July 3, 2010
Essex Foam Party
Consisting of a group of lapsed and still frequently backsliding British acoustic improvisers, this party tracks the members’ personal accommodation to altering the their instruments’ properties with electronics.
Mixed among the moist pulses and triggered cross textures that characterize much of the music are interludes that insert keyboard comping and runs from Stephen Grew and hollow thumps and percussive power from David Ross – reminding the listeners that his instrument is a drum oscillator. Meanwhile Richard Scott’s synthesizer, samplers and Buchla lightning plus Nick Grew’s processing and transduction explore the interface displayed through watery pulsations, stop-time slides and gong-like input-output among other sound extensions.
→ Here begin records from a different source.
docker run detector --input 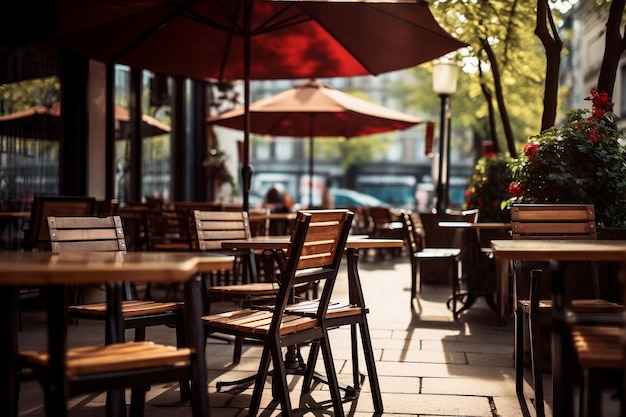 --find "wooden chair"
[25,195,96,250]
[402,212,461,320]
[369,207,404,256]
[202,210,353,417]
[143,209,195,252]
[20,195,96,316]
[511,204,622,416]
[143,209,196,300]
[48,216,190,415]
[174,201,224,216]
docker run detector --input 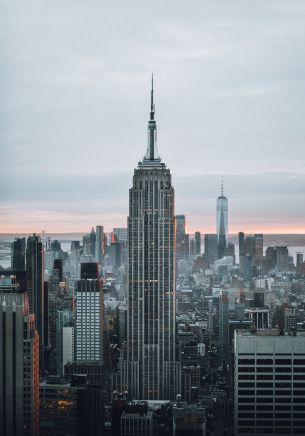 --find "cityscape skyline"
[0,0,305,233]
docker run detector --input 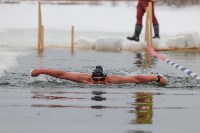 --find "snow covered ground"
[0,2,200,50]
Yet the refusal to completely abstract tones to un-segmented electronics is intensified on the three longest tracks when Orphy Robinson’s vibraphone licks and rebounds plus Paul Obermayer’s sampler-driven delays, flutters and video-game-like clanks and clicks join the four for live communal sound-making.
However the electronic-manipulation skills of the original Grutronic players are such that there’s little overt sonic divergence between “Ball Pool Blues” by the quartet and the sextet’s “Madness and Civilization”. Triggered signal-processed flutters and blurry clatters are as prominent as rubber band-like reverb and electric keyboard chording on the former. Meanwhile knob-twisting striations and processed ring modular-like pealing church bells combine with cross-sticking percussion on the later.
Overall the timbral mash up among acoustic, processed and sampled timbres intensifies individual instrumental sounds as it alters them. The results demarcate Grutronic’s sonic solutions as they define the group’s individual personality.